Em entrevista à uma rádio de Cuiabá, o governador Mauro Mendes (DEM) afirmou que as fugas recentes em penitenciárias de Várzea Grande e Água Boa serão investigadas, mas pontuou que elas foram no mínimo “ridículas”, e ainda disse que essas fugas apontam grave falha ou até mesmo omissão das equipes que ficam à frente do comando dos presídios.

“Não é comum, fazia tempo que a gente não ouvia falar em fugas por aqui.

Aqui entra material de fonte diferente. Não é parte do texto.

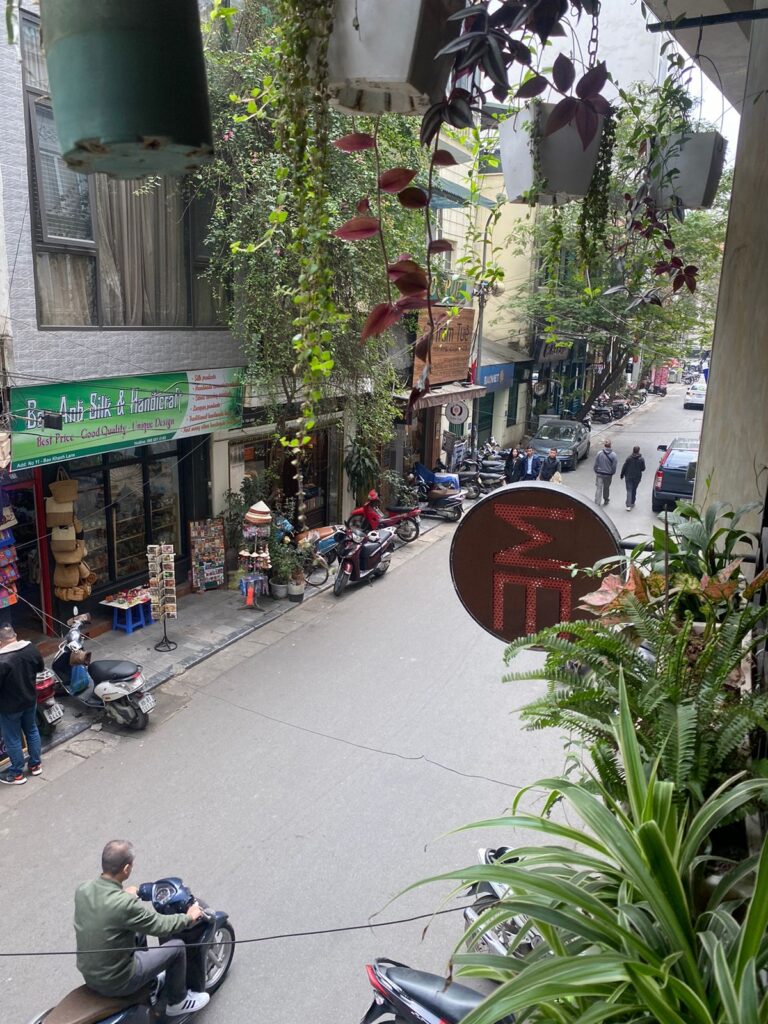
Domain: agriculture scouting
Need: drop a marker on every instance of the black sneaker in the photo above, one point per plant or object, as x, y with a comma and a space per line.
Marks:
11, 777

Agora, no meio de uma greve, tem fugas, fugas no mínimo ridículas. Aquilo que aconteceu em Água Boa, houve uma falha grave ou omissão, e isso tem que ser apurado. Essa apuração não é feita pelo governador, e sim por uma Comissão de servidores públicos, é dessa forma que a lei determina” explicou o governador.

No dia 03 de janeiro, na Penitenciária Major PM Zuzi Alves da Silva, em Água Boa, 14 reeducando após cavarem um túnel no raio azul da ala 1, fugiram.

Já no dia 10 de janeiro, dois presos conseguiram fugir da Penitenciária Central do Estado (PCE), enquanto faziam serviço fora da cela e um terceiro também tentou pular o muro, mas foi capturado.

E no dia 12 deste mês, cinco presos fugiram do Complexo Penitenciário de Várzea Grande, Ahmenon Lemon Dantas, durante uma queda de energia, após temporal que atingiu a região.

Outros casos ocorreram, como no dia 19 de janeiro, onde dois detentos fugiram da Cadeia Pública de Nobres (121 km de Cuiabá) usando uma corda feita com roupas velhas.

Segundo Mauro, apurar essas fugas não é função do governador, a lei determina que deve ser instaurando Processo Administrativo Disciplinar (PAD) para investigar casos como estes, mas ele acha muito estranho as reiteradas fugas.

“A lei determina que tem que ser uma comissão, uma sindicância, um PAD, e eles vão verificar lá quais foram as causas, se houve negligência. Agora, cá entre nós, o cara furar um buraco, cavar vários dias, aquele mundaréu de terra, não é possível que ninguém viu. Então, tem muito cheiro, muito indício de algum tipo de negligencia ou até mesmo de conivência. Agora, quem tem que apurar isso é a Comissão”, finalizou.